Today was a long and tirering day. I woke up much too early and had to work. I hate having to smile all day! That just isn't me. Luckly I was able to work with Anita, and she is usually nice and knows what has to be done in the time that we have.

Adam's family comes back home tomorrow from vacation, and I think I am okay with it. Me and Adam have been together every day since they left and it has been amazing! In the past 2 years that we have been dating I don't think I have had a better week. Or not one that I can remember! I love him so much and am so happy. When I am with him, all of my troubles seem to melt away with every sweet kiss he gives. If they gave out an award for most loving person, *in a romantic way* he would definatly be a winner!

Today as I sat in the break corner, which is really cluttered and small...an oppinion I have finally reached after how many months working there? I was wishing that I was able to write, so many thing were going through my head at the time. Now though I can't remember a thing! Funny how the mind works. No matter how important something may seem, you probally don't need to know it, and you probally won't remember it!
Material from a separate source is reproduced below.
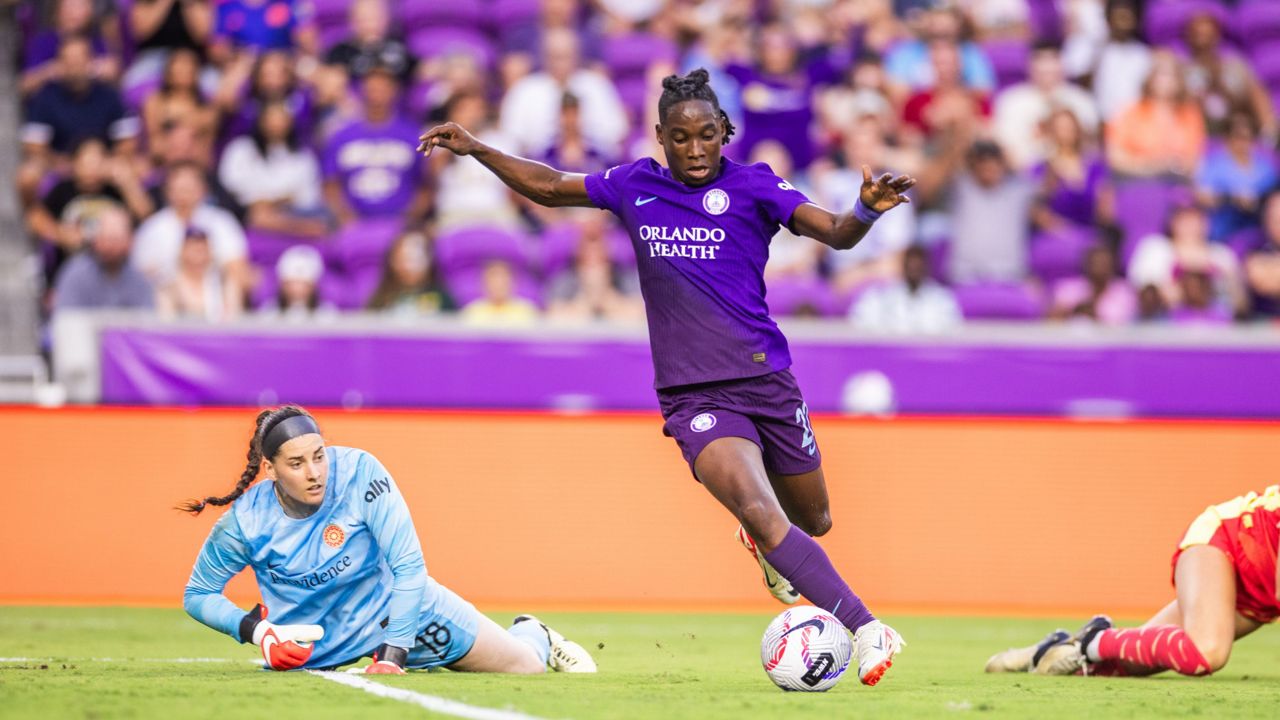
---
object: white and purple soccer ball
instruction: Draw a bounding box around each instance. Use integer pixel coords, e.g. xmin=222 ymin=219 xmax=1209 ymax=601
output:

Adam (back to the love ofmy life!) read my poems last night and today for the first time and said that he liked them, but I am still a bit sceptical. I know how they really are, and know what I was trying to get across...and only one or two are desent. What are you supposed to do with a writers block? I sure have a large one standing in the way of my creative juices. I just want them to flow like a flooding river, I would rather have too many good ideas in my head than the many silly ideas that clutter it.